Un’indagine coordinata dalla Procura di Salerno ha portato all’esecuzione di una perquisizione nei confronti di un 26enne residente a Capaccio Paestum, sospettato di aver diffuso online contenuti di matrice antisemita e di propaganda ispirata al nazionalsocialismo.
L’operazione è stata condotta dai militari del Raggruppamento Operativo Speciale (Ros) con il supporto degli specialisti informatici. Al termine delle attività, il giovane è stato iscritto nel registro degli indagati con ipotesi di reato che comprendono apologia del fascismo, propaganda discriminatoria e istigazione fondata su motivazioni razziali, etniche e religiose.
Gli investigatori ritengono che il 26enne utilizzasse identità virtuali differenti per muoversi sui social network e nei canali di comunicazione online, diffondendo messaggi estremisti e contenuti riconducibili all’ideologia nazista. Durante la perquisizione sono stati sequestrati telefoni cellulari, supporti informatici e materiale cartaceo.

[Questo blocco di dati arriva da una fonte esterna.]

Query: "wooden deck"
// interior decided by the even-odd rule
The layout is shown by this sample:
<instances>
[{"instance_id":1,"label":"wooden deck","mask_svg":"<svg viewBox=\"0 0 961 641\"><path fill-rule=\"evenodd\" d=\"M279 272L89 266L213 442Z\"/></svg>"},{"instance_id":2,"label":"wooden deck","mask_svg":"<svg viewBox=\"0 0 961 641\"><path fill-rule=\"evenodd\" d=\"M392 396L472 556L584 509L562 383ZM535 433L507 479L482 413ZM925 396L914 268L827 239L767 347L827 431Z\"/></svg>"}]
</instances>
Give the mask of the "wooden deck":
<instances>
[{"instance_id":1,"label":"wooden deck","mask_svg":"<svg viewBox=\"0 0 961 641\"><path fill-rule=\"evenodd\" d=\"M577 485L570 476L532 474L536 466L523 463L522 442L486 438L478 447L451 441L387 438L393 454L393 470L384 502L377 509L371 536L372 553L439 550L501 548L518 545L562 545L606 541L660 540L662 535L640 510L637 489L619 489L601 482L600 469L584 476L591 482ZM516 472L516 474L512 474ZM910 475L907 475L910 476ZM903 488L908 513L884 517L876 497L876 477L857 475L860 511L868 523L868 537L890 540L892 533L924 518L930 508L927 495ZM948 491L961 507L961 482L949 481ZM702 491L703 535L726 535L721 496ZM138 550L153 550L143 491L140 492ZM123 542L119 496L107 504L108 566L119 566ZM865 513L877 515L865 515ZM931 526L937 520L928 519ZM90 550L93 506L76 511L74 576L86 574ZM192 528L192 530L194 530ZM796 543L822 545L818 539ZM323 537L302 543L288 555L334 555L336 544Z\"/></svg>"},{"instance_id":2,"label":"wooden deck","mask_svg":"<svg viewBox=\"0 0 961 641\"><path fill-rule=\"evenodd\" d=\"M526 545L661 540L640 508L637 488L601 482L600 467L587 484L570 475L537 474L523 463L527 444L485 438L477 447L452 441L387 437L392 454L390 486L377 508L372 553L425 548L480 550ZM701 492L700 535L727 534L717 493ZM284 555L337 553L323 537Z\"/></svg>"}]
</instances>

Secondo la ricostruzione degli inquirenti, il giovane avrebbe frequentato numerose piattaforme digitali, utilizzando profili anonimi per condividere messaggi di odio e riferimenti alla propaganda del Terzo Reich. Tra il materiale rinvenuto figurerebbero libri, documenti e pubblicazioni legati all’ideologia fascista e nazista.
Le verifiche proseguono ora attraverso l’analisi dei dispositivi sequestrati. L’obiettivo degli investigatori è accertare l’eventuale esistenza di collegamenti con altre persone o gruppi attivi nella diffusione di contenuti estremisti sia in ambito locale che nazionale.